Peut-on reprendre une distinction attribuée par le passé ? La question se pose au Myanmar, anciennement connu sous le nom de Birmanie, où Aung San Suu Kyi, 72 ans, actuelle dirigeante du gouvernement civil et Prix Nobel de la paix en 1991, s’est vu retirer son prix attribué pour son combat contre la dictature et en faveur des libertés par le Musée de l’Holocauste de Washington à cause de son inaction dans la crise des Rohingyas, qualifiée par l’ONU d’« épuration ethnique ».

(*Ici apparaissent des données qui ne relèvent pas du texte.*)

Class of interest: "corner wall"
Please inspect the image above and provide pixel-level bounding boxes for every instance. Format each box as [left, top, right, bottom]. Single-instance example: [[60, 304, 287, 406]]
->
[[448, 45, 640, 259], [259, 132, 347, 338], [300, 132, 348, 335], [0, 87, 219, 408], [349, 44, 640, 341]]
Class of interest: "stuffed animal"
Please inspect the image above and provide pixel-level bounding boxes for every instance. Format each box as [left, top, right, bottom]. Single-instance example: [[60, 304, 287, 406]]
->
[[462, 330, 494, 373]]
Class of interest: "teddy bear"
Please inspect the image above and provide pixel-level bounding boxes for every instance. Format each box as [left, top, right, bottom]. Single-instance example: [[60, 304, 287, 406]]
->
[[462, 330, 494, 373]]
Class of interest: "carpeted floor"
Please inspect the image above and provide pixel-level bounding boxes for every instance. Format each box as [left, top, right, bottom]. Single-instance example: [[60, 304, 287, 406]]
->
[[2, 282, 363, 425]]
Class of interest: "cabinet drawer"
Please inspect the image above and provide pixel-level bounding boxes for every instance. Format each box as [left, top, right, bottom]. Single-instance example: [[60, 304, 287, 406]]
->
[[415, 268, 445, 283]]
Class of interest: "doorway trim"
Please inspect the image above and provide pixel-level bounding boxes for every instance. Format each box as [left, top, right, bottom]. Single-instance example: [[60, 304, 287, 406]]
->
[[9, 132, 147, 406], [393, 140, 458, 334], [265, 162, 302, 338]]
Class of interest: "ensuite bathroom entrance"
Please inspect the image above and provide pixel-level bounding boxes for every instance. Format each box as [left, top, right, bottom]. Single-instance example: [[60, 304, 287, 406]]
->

Aung San Suu Kyi à Prague, le 17 septembre 2013. Crédit photo : Nadezda Murmakova / Shutterstock
Quelle tombée en disgrâce médiatique que celle que vit actuellement Aung San Suu Kyi. Faite commandeur de l’Ordre de la Légion d’Honneur française en 2012, année où elle a également reçu son Prix Nobel de la paix pourtant décerné en 1991, récompensée de la médaille présidentielle de la Liberté par les États-Unis en 2000 : la liste des distinctions reçues par cette icône de la paix est aussi longue que glorieuse. Figure d’opposition pacifiste à la dictature militaire du Myanmar par excellence, sa réputation est entachée aux yeux du monde depuis deux ans par sa passivité quant au sort des Rohingyas à l’intérieur des frontières birmanes.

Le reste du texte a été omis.